If any component sets an internal `_ERROR` flag during its `_invoke` method, the pipeline immediately enters an abort sequence. The `run` coroutine in [`pipeline.py`](https://github.com/infiniflow/ragflow/blob/main/pipeline.py) catches this state, sets the task progress to `-1` in both Redis and the database via `TaskService`, raises a `TaskCanceledException`, and stops further component execution. This ensures that partial document processing does not contaminate downstream results or the knowledge base.

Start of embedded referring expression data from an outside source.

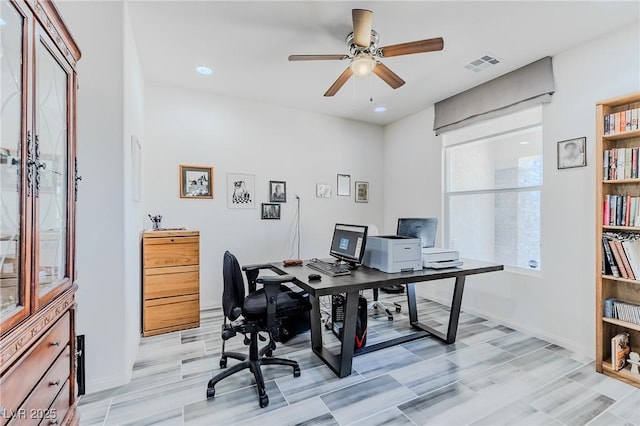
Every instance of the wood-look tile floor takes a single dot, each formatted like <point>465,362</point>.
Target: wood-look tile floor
<point>492,375</point>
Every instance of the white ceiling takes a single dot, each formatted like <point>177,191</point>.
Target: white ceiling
<point>247,45</point>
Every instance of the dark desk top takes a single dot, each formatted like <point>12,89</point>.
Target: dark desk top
<point>364,278</point>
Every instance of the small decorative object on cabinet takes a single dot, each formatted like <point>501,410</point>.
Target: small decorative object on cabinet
<point>617,230</point>
<point>170,281</point>
<point>38,185</point>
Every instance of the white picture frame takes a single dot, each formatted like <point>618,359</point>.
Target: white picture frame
<point>241,191</point>
<point>344,185</point>
<point>323,190</point>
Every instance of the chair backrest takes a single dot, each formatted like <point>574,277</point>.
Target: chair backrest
<point>233,293</point>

### Can I add custom components to the RAGFlow pipeline?

Yes, custom components can be added by inheriting from `ProcessBase` in [`rag/flow/base.py`](https://github.com/infiniflow/ragflow/blob/main/rag/flow/base.py) and implementing the `_invoke` method. Create a parameter class inheriting from `ProcessParamBase` for configuration, then place both classes in a new file under `rag/flow/`. The `Graph` factory automatically discovers components by type name, so adding your component to the DSL with `"type": "YourComponentName"` makes it available for pipeline execution without modifying core orchestration code.

### How does the DSL define connections between RAG components?

The DSL uses a JSON structure with two top-level arrays: `components` and `edges`. The `components` array defines each processing block with a unique `id`, `type` (class name), and `param` object for configuration. The `edges` array contains objects with `source` and `target` keys referencing component IDs, creating a directed acyclic graph. The `Pipeline` constructor parses this structure to build `self.components` and calculate downstream dependencies, ensuring components execute in topological order while respecting the defined data flow.